最近のTOEICの出題傾向を見ていると文法よりも語彙(コロケーションや前置詞を含む)に重点が置かれていることが見て取れます。

特に2016年5月の大幅な改変以降、PART5の文法問題の英文の長さは短いものが増えたのに加えて、難しい文法問題は出題されなくなりました。

また、文法問題も出題される項目が以前よりもかなり限定されてきており、品詞、動詞の受動と能動、単数形と複数形、数量詞(everやmuch、all、anyなどを選ぶ問題)等々のかなり偏ったものになってきています。

もちろん、これらの文法知識があればすぐに正解が出せるというものではなく、以前に比べて、文法の知識と英文の意味の両方を考慮しないと正解に辿り着けないように偏移しています。

一方で語彙問題は、語彙のレベルこそ高いものは出なくなりましたが、以前に比べてビジネス英文がより意識されるようになり、基本的な語彙のあまり知られていない意味、assume(引き受ける)、reservation(心配・疑念)、apply(専念する)等々や前置詞の以外な使い方、butの前置詞としての用法など本格的にビジネス英文になってきています。

また、文法問題が40問から30問と大幅に減ったことからも分かるようにTOEICは単純な文法問題から実際のビジネスで使われる英文を想定した文法問題に大幅にシフトしてきています。

では、今後どのように勉強すればいいのでしょうか?

PART5の攻略に置いて最優先すべきは、英文の構造をしっかりと見抜くことが出来る能力(英文解釈力)を付けることが最優先で、次にビジネスで使われる語彙や語法を身に付ける事が必要です。

なぜなら、TOEICのPart5におけるこのような傾向の変化は、ビジネス英文を読みこなす際、英文の構造に沿って誤解なく正しく読むことが出来るかを確認するためのものだからです。

もちろん、英文を誤解なく正しく読むためには、基礎的な文法は絶対に必要になりますので、そちらもしっかりと抑える必要があります。

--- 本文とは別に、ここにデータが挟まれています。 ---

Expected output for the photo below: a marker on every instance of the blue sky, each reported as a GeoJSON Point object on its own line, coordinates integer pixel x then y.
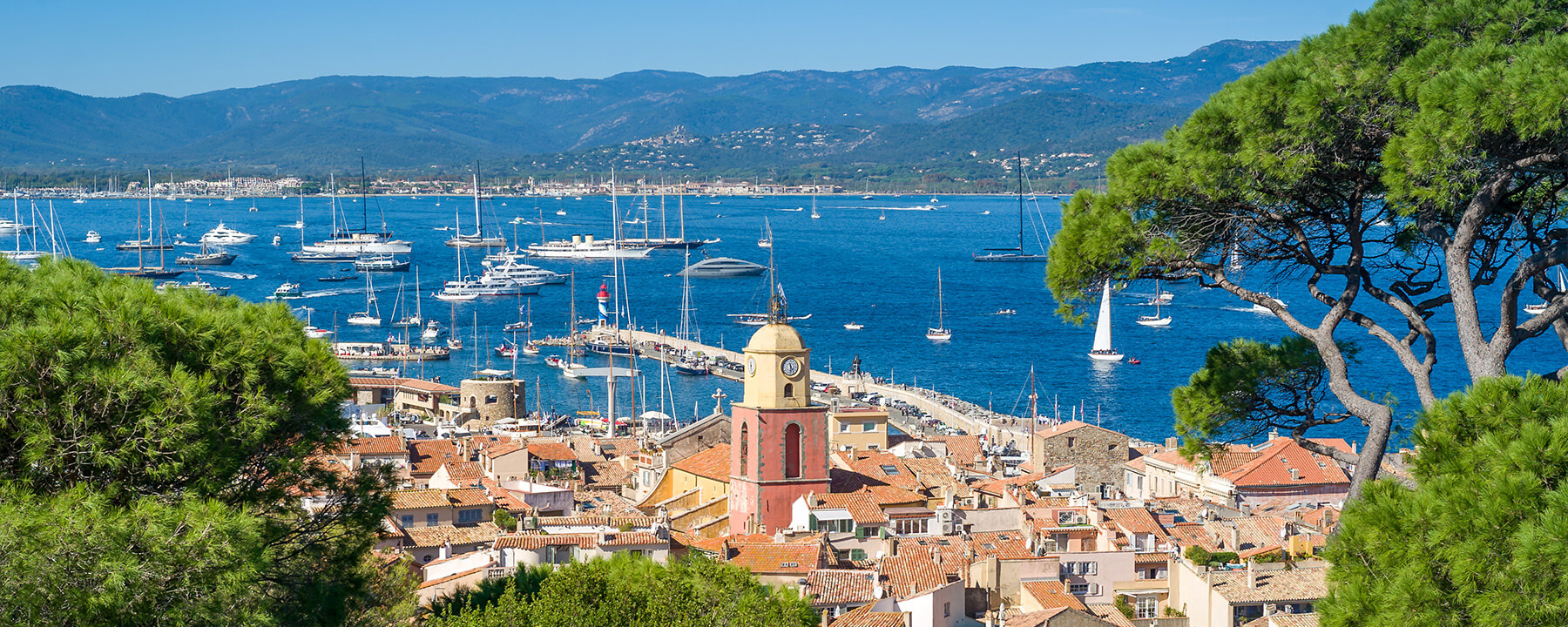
{"type": "Point", "coordinates": [184, 47]}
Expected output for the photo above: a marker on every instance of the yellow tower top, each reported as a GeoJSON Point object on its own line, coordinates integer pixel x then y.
{"type": "Point", "coordinates": [778, 368]}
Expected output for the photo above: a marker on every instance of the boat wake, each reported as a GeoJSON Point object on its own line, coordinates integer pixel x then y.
{"type": "Point", "coordinates": [227, 274]}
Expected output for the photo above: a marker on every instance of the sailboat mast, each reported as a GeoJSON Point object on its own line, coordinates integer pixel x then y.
{"type": "Point", "coordinates": [1019, 203]}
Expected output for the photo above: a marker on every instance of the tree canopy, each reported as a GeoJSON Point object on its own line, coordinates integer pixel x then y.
{"type": "Point", "coordinates": [1393, 166]}
{"type": "Point", "coordinates": [154, 450]}
{"type": "Point", "coordinates": [631, 591]}
{"type": "Point", "coordinates": [1479, 540]}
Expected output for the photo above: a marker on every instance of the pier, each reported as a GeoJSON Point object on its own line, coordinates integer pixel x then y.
{"type": "Point", "coordinates": [997, 428]}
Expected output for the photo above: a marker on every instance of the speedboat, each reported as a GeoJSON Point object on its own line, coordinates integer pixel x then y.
{"type": "Point", "coordinates": [721, 266]}
{"type": "Point", "coordinates": [382, 264]}
{"type": "Point", "coordinates": [286, 292]}
{"type": "Point", "coordinates": [225, 235]}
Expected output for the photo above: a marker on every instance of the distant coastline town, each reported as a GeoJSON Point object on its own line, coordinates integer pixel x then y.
{"type": "Point", "coordinates": [260, 187]}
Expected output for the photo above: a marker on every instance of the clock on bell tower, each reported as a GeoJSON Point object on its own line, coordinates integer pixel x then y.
{"type": "Point", "coordinates": [778, 439]}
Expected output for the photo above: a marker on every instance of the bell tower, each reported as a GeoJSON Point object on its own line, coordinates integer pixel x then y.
{"type": "Point", "coordinates": [778, 439]}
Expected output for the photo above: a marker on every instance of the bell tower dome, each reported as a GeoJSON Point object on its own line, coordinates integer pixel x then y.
{"type": "Point", "coordinates": [780, 438]}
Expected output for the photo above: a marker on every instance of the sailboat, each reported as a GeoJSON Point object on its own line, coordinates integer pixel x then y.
{"type": "Point", "coordinates": [767, 234]}
{"type": "Point", "coordinates": [477, 239]}
{"type": "Point", "coordinates": [372, 314]}
{"type": "Point", "coordinates": [1015, 254]}
{"type": "Point", "coordinates": [1159, 298]}
{"type": "Point", "coordinates": [1101, 348]}
{"type": "Point", "coordinates": [141, 246]}
{"type": "Point", "coordinates": [940, 333]}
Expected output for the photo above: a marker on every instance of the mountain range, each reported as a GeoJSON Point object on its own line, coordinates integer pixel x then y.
{"type": "Point", "coordinates": [919, 119]}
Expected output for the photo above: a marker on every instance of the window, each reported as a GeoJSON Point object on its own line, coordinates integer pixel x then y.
{"type": "Point", "coordinates": [792, 450]}
{"type": "Point", "coordinates": [836, 525]}
{"type": "Point", "coordinates": [745, 448]}
{"type": "Point", "coordinates": [1146, 607]}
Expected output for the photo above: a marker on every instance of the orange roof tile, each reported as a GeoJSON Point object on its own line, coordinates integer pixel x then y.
{"type": "Point", "coordinates": [713, 462]}
{"type": "Point", "coordinates": [776, 558]}
{"type": "Point", "coordinates": [1052, 595]}
{"type": "Point", "coordinates": [551, 450]}
{"type": "Point", "coordinates": [862, 507]}
{"type": "Point", "coordinates": [825, 587]}
{"type": "Point", "coordinates": [1274, 468]}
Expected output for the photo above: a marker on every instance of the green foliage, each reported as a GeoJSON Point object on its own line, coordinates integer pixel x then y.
{"type": "Point", "coordinates": [172, 436]}
{"type": "Point", "coordinates": [504, 519]}
{"type": "Point", "coordinates": [80, 558]}
{"type": "Point", "coordinates": [524, 583]}
{"type": "Point", "coordinates": [1479, 541]}
{"type": "Point", "coordinates": [1248, 388]}
{"type": "Point", "coordinates": [631, 591]}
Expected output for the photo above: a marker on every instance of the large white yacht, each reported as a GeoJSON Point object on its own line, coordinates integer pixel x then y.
{"type": "Point", "coordinates": [225, 235]}
{"type": "Point", "coordinates": [585, 246]}
{"type": "Point", "coordinates": [523, 273]}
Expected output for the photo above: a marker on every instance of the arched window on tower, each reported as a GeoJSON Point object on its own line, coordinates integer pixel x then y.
{"type": "Point", "coordinates": [792, 450]}
{"type": "Point", "coordinates": [745, 448]}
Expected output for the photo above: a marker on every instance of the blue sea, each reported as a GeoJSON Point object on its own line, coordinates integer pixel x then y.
{"type": "Point", "coordinates": [868, 260]}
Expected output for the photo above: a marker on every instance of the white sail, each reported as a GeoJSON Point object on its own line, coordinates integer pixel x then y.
{"type": "Point", "coordinates": [1103, 327]}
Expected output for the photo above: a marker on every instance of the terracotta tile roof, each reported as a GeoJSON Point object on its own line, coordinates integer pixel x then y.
{"type": "Point", "coordinates": [862, 507]}
{"type": "Point", "coordinates": [551, 450]}
{"type": "Point", "coordinates": [713, 462]}
{"type": "Point", "coordinates": [607, 474]}
{"type": "Point", "coordinates": [1109, 613]}
{"type": "Point", "coordinates": [535, 541]}
{"type": "Point", "coordinates": [468, 497]}
{"type": "Point", "coordinates": [916, 570]}
{"type": "Point", "coordinates": [839, 587]}
{"type": "Point", "coordinates": [1052, 595]}
{"type": "Point", "coordinates": [862, 617]}
{"type": "Point", "coordinates": [1074, 425]}
{"type": "Point", "coordinates": [1001, 544]}
{"type": "Point", "coordinates": [496, 450]}
{"type": "Point", "coordinates": [425, 386]}
{"type": "Point", "coordinates": [605, 502]}
{"type": "Point", "coordinates": [435, 536]}
{"type": "Point", "coordinates": [1285, 621]}
{"type": "Point", "coordinates": [419, 499]}
{"type": "Point", "coordinates": [376, 446]}
{"type": "Point", "coordinates": [776, 558]}
{"type": "Point", "coordinates": [598, 521]}
{"type": "Point", "coordinates": [456, 576]}
{"type": "Point", "coordinates": [1301, 583]}
{"type": "Point", "coordinates": [1274, 464]}
{"type": "Point", "coordinates": [960, 448]}
{"type": "Point", "coordinates": [1136, 521]}
{"type": "Point", "coordinates": [466, 472]}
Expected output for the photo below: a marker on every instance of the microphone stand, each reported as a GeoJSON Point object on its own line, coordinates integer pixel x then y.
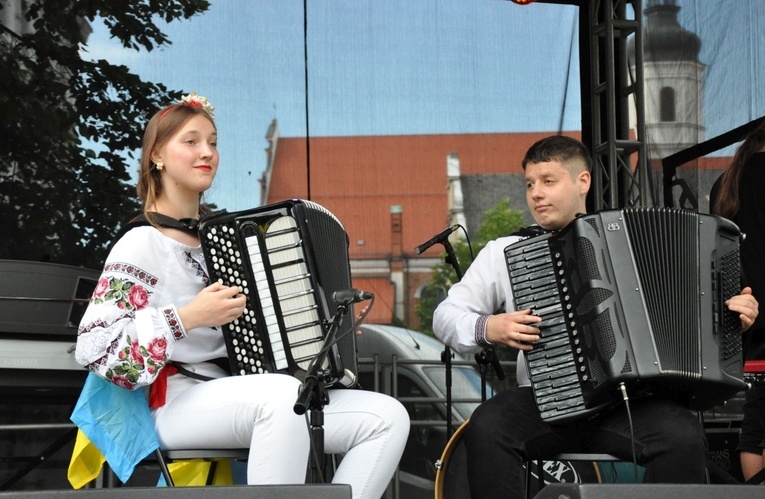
{"type": "Point", "coordinates": [313, 396]}
{"type": "Point", "coordinates": [485, 357]}
{"type": "Point", "coordinates": [446, 355]}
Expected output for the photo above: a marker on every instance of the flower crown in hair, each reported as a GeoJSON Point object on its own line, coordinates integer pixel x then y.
{"type": "Point", "coordinates": [193, 100]}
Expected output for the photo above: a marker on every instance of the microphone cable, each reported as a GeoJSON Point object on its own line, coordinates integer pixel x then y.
{"type": "Point", "coordinates": [625, 397]}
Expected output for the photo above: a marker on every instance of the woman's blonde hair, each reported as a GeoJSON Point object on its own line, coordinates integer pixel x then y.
{"type": "Point", "coordinates": [162, 126]}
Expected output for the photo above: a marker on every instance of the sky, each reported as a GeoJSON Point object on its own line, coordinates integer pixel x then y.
{"type": "Point", "coordinates": [374, 68]}
{"type": "Point", "coordinates": [408, 67]}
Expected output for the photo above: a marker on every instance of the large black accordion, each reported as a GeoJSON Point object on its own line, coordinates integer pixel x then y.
{"type": "Point", "coordinates": [288, 258]}
{"type": "Point", "coordinates": [634, 296]}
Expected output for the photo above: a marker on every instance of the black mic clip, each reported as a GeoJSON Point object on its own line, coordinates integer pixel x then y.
{"type": "Point", "coordinates": [438, 238]}
{"type": "Point", "coordinates": [489, 356]}
{"type": "Point", "coordinates": [348, 296]}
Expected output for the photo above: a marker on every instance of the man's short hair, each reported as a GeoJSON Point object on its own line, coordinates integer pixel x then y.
{"type": "Point", "coordinates": [558, 148]}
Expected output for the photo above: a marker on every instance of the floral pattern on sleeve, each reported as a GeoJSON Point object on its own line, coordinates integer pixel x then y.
{"type": "Point", "coordinates": [124, 337]}
{"type": "Point", "coordinates": [127, 294]}
{"type": "Point", "coordinates": [137, 359]}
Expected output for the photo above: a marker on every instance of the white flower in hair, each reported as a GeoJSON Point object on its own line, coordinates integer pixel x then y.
{"type": "Point", "coordinates": [198, 101]}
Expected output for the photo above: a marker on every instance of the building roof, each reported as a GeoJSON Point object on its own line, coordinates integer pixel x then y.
{"type": "Point", "coordinates": [361, 178]}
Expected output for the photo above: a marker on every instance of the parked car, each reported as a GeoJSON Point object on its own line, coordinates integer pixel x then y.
{"type": "Point", "coordinates": [420, 384]}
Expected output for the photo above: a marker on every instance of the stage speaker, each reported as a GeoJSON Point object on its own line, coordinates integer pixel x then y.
{"type": "Point", "coordinates": [645, 491]}
{"type": "Point", "coordinates": [334, 491]}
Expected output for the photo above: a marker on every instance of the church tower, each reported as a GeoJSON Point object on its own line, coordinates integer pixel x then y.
{"type": "Point", "coordinates": [673, 81]}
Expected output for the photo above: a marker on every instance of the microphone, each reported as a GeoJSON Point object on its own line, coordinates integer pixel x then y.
{"type": "Point", "coordinates": [348, 296]}
{"type": "Point", "coordinates": [438, 238]}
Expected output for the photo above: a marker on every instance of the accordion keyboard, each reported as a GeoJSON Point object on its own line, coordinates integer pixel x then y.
{"type": "Point", "coordinates": [551, 365]}
{"type": "Point", "coordinates": [291, 296]}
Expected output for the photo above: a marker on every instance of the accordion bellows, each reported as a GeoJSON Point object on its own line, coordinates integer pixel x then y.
{"type": "Point", "coordinates": [288, 258]}
{"type": "Point", "coordinates": [634, 296]}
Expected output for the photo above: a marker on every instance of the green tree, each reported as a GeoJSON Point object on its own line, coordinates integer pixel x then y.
{"type": "Point", "coordinates": [63, 202]}
{"type": "Point", "coordinates": [501, 220]}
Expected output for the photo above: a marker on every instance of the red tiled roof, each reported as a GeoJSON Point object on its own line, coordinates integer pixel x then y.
{"type": "Point", "coordinates": [360, 178]}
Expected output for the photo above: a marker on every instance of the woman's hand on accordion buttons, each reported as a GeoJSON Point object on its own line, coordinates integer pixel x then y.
{"type": "Point", "coordinates": [514, 329]}
{"type": "Point", "coordinates": [215, 305]}
{"type": "Point", "coordinates": [746, 306]}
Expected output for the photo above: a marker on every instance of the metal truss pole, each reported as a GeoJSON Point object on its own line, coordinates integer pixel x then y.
{"type": "Point", "coordinates": [620, 172]}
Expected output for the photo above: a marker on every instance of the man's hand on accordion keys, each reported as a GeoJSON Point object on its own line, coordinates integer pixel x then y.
{"type": "Point", "coordinates": [514, 329]}
{"type": "Point", "coordinates": [215, 305]}
{"type": "Point", "coordinates": [746, 306]}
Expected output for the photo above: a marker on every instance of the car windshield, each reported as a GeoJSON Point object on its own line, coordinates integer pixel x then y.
{"type": "Point", "coordinates": [466, 386]}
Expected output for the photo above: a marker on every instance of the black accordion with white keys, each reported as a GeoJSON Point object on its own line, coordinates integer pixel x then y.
{"type": "Point", "coordinates": [634, 296]}
{"type": "Point", "coordinates": [288, 259]}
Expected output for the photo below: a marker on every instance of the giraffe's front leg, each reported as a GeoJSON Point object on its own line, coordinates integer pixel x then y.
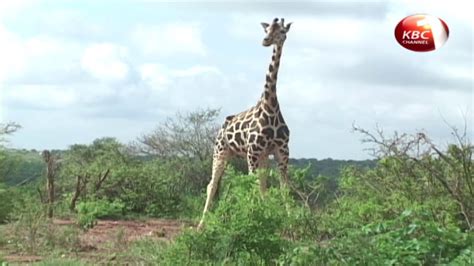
{"type": "Point", "coordinates": [218, 166]}
{"type": "Point", "coordinates": [257, 160]}
{"type": "Point", "coordinates": [282, 156]}
{"type": "Point", "coordinates": [263, 174]}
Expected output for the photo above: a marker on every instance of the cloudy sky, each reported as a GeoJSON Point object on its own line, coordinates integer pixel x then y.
{"type": "Point", "coordinates": [73, 71]}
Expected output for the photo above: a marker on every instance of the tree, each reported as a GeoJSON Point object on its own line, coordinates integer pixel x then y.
{"type": "Point", "coordinates": [91, 165]}
{"type": "Point", "coordinates": [189, 135]}
{"type": "Point", "coordinates": [5, 130]}
{"type": "Point", "coordinates": [429, 167]}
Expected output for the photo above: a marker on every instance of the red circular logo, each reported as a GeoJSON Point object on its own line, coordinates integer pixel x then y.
{"type": "Point", "coordinates": [421, 33]}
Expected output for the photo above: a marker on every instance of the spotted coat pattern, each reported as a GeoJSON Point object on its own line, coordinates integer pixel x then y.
{"type": "Point", "coordinates": [258, 132]}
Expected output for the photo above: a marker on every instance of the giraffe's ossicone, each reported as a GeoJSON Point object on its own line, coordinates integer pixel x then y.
{"type": "Point", "coordinates": [258, 132]}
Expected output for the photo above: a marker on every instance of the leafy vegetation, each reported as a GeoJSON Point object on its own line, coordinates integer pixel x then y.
{"type": "Point", "coordinates": [412, 205]}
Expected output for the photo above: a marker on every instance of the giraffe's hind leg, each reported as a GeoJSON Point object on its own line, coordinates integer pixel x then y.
{"type": "Point", "coordinates": [218, 166]}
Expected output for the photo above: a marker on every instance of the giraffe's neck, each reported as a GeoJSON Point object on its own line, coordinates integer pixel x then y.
{"type": "Point", "coordinates": [269, 96]}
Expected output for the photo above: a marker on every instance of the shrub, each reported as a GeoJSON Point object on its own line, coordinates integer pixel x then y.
{"type": "Point", "coordinates": [6, 203]}
{"type": "Point", "coordinates": [89, 211]}
{"type": "Point", "coordinates": [30, 223]}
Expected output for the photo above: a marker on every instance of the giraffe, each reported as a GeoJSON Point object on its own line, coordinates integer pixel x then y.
{"type": "Point", "coordinates": [258, 132]}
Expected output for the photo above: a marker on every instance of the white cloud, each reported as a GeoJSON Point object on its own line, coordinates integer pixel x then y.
{"type": "Point", "coordinates": [42, 96]}
{"type": "Point", "coordinates": [169, 39]}
{"type": "Point", "coordinates": [11, 8]}
{"type": "Point", "coordinates": [12, 54]}
{"type": "Point", "coordinates": [159, 77]}
{"type": "Point", "coordinates": [106, 62]}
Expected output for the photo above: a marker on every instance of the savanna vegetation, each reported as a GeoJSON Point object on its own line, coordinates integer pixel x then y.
{"type": "Point", "coordinates": [412, 205]}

なので、大まかな基本方針としては細かい文法にこだわるよりも中学英語から高校基礎程度までの英文法をサラッとおさらいした後、英文の構造をしっかりと把握するため文法を学ぶということになります。

中学文法は「中学英語をもう一度ひとつひとつわかりやすく。」を一冊こなせばTOEICとしては十分に対応が可能ですし、高校基礎は「成川の「なぜ」がわかる英文法の授業」をやればTOEIC対策の文法としては必要最低限はマスターできます。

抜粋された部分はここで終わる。